Now, let three tangents intersect at a point \[\left( h,k \right)\].

The coordinates of points of intersection of tangents in a parabola can be found by subtracting the equation of tangents at the 2 points P and P’ respectively.

i.e.

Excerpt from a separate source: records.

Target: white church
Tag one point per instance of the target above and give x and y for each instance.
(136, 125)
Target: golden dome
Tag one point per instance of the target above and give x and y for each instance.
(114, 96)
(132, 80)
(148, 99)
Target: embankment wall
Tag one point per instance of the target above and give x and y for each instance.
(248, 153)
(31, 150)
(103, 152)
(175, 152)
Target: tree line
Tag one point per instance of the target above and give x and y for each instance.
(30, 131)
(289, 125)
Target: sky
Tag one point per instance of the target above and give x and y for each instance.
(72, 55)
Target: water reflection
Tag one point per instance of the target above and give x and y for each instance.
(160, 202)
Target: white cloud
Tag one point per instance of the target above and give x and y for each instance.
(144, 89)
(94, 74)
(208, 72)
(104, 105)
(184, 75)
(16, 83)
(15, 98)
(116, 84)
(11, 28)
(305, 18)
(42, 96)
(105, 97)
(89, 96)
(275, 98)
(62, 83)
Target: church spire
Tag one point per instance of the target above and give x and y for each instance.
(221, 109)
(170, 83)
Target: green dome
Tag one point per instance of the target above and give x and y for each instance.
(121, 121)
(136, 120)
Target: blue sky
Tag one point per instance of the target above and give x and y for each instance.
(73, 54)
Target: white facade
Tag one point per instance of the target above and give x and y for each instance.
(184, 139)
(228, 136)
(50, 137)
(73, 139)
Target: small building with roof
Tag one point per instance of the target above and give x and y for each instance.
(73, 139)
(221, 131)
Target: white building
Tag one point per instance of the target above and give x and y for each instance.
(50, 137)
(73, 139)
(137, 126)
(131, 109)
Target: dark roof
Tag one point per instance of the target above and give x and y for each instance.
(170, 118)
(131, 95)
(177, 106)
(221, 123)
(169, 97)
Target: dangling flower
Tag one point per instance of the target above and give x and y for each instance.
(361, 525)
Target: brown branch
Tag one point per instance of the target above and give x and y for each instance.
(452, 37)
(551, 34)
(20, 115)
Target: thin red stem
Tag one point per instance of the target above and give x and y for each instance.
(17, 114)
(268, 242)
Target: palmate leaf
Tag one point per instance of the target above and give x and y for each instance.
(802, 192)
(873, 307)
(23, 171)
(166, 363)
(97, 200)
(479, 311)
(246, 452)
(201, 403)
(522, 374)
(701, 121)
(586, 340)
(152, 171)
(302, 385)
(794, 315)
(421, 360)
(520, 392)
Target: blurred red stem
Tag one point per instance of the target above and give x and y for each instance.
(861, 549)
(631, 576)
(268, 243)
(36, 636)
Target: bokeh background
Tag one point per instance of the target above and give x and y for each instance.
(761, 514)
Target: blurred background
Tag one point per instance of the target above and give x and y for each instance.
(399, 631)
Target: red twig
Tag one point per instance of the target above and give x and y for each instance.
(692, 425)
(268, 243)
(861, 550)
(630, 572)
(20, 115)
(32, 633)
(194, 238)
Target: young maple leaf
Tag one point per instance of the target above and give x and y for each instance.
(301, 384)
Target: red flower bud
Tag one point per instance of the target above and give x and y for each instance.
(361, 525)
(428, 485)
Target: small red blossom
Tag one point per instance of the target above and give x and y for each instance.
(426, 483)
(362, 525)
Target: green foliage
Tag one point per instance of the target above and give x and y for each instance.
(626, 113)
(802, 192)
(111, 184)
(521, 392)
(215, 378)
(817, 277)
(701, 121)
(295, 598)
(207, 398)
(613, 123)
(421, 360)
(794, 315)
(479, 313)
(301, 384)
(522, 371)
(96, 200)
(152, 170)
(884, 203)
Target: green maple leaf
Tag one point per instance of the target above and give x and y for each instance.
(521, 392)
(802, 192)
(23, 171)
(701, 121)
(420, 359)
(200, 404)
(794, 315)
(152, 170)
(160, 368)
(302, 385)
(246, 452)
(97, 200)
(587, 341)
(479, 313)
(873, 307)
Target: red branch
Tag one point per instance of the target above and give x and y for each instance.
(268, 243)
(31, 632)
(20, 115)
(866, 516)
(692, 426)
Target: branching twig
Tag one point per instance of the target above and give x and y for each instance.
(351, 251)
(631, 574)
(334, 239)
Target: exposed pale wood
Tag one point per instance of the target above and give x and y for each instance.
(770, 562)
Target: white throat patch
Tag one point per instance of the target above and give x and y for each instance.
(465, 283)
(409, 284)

Equation (ii) – Equation (iii)

Subtracting both the equation \[ ({{a}^{2}}-{{b}^{2}})=\left( a-b \right)\left( a+b \right) \]

$  ty=x+a{{t}^{2}} $

$  \underline{{{t}_{1}}y=x+at_{1}^{2}\text{ }} $

$  y\left( t-{{t}_{1}} \right)=a\left( {{t}^{2}}-t_{1}^{2} \right) $

\[y\left( t-{{t}_{1}} \right)=a\left( t-{{t}_{1}} \right)\left( t+{{t}_{1}} \right)\]

\[\Rightarrow y=a\left( t+{{t}_{1}} \right)\]

Substitute the value of y in equation (ii).

\[ty=x+a{{t}^{2}}\]

\[\Rightarrow ta\left( t+{{t}_{1}} \right)=x+a{{t}^{2}}\]

\[a{{t}^{2}}+at{{t}_{1}}=x+a{{t}^{2}}\]

\[\Rightarrow x=at{{t}_{1}}\]

Putting the value of x to find y in equation (ii).

\[yt=x+a{{t}^{2}}\]

\[yt=at{{t}_{1}}+a{{t}^{2}}\]

\[\Rightarrow yt=at\left( {{t}_{1}}+t \right)\]

\[\Rightarrow y=a\left( t+{{t}_{1}} \right)\]

\[\therefore \left( x,y \right)=\left( at{{t}_{1}},a\left( t+{{t}_{1}} \right) \right)\]

(x, y) can be taken as (h, k)

\[\therefore h=at{{t}_{1}}\] and \[k=a\left( t+{{t}_{1}} \right)\].

Since, the tangents are perpendicular, \[t{{t}_{1}}=-1\]

\[\Rightarrow h=a\left( -1 \right)\]

\[\Rightarrow h=-a\]

\[\Rightarrow h+a=0\]

Where h = x.

\[\therefore x+a=0\]

Hence, the locus of the point (h, k) is x = -a which is the equation of the directrix.

Note: The chord joining \[\left( a{{t}^{2}},2at \right)\] and \[\left( at_{1}^{2},2a{{t}_{1}} \right)\] passes through focus, if \[{{t}_{1}}{{t}_{2}}=-1\]. This is formed because the tangents are perpendicular.